• O modelo de administração focado nos processos internos deve sofrer modificações constantes nas próximas décadas.

    O modelo de administração focado nos processos internos deve sofrer modificações constantes nas próximas décadas. Não há como negar que o mundo mudou e que a sociedade, que forma a base dos mercados, apresenta variações em velocidade espantosa. As influências ambientais, no tocante (principalmente) economia, tecnologia, política, aspectos demográficos e sociais, inferem à humanidade novos costumes e comportamentos que moldam os sistemas econômicos vigentes e interfere na disputa pelo capital. Outro aspecto a ganhar forma nos próximos anos é a preocupação com preservação do planeta, que aos poucos interferirá nas decisões empresariais.

    As organizações insurgentes deste novo cenário devem incluir em suas rotinas diárias a capacidade de inovar constantemente e adaptar-se com mais velocidade às mudanças. Para Schumpeter (1982) somente as empresas que realizam inovações de modo contínuo são caracterizadas como de fato inovadoras. Infelizmente, a capacidade de aderir às mudanças ainda não é prática estudada pelas nossas empresas e muitas apresentam notório viés de lentidão em estudar os agentes de mudanças e reorganizar as estratégias, vide a atual dificuldade das organizações brasileiras em face à pandemia do coronavírus[1]. Ainda, conforme Schumpeter (1996) o fator preponderante para a “destruição criativa” é a inovação.  Segundo Basil e Cook (1974) as empresas mudam em respostas às crises e, na visão de March (1981) as empresas mudam, porém as mudanças não podem ser controladas.

    Interessante analisar o conceito expresso da palavra “organização”. De acordo com Maximiano (2000) há dois entendimentos para o tema. O primeiro discorre sobre a idéia de organização como função interna de qualquer sistema ou estrutura para ordenação de, ou seja, de alocar recursos disponíveis de acordo com os objetivos. O outro entendimento diz respeito à organização como um grupo social primário e secundário que possui partes que se interagem e se influenciam. As empresas em geral, independentemente da área de atuação, tamanho e outras características são grupos sociais secundários e com certo grau de formalização. Por suposto são organizações e devem priorizar o arranjo interno como elemento para constituição de estruturação formal e divisão de tarefas. A estas cabe a definição dos procedimentos e processos para alcançar resultados objetivados em um determinado mercado.

    Cabe considerar que, em mercados com baixa volatilização, as teorias clássicas e científicas consideram o processo todo como um grande ciclo e, desta forma, demonstram eficiência. A partir do momento que os mercados tornam-se inconstantes, como no caso de uma pandemia, os “modelos de gestão” não conseguem conceder respostas para a dinâmica empresarial.  Na maioria das vezes, e assim será no futuro, a resposta para as decisões gerenciais está alicerçada no estudo do ambiente externo e na capacidade dos gestores e administradores em resolver conflitos e problemas.  Não é mais o interno que molda o externo, característica empresarial presente na Revolução Industrial.

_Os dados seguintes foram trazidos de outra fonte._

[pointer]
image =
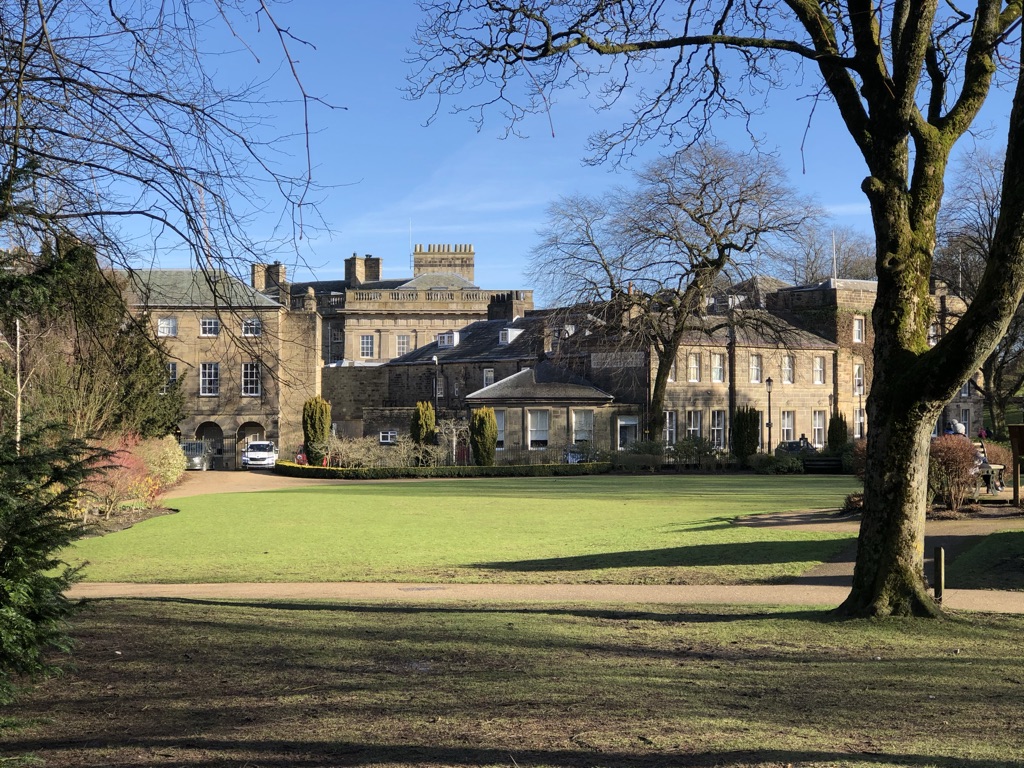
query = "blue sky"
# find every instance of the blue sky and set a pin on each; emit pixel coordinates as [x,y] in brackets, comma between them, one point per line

Hoje ocorre justamente o contrário. As empresas devem desenvolver mecanismos de inteligência e monitoramento de mercado que ausculte todos os fenômenos que podem influenciar toda a cadeia que o negócio está inserido relacionado com seus produtos e serviços.

    Para Kotler e Keller (2012) este sistema é denominado de “sistema de apoio a decisões de Marketing[2]” que serve para organizar a busca pela informação para a tomada de decisão empresarial. Ressalto que o entendimento dos corretos conceitos do Marketing é a nova era na gestão empresarial do futuro. A abrangência do Marketing corresponde no preenchimento da lacuna deixada na Administração Clássica e Científica e que ficou claro após a publicação do artigo General theory of employment, interest and Money deJ.M. Keynes, em 1936.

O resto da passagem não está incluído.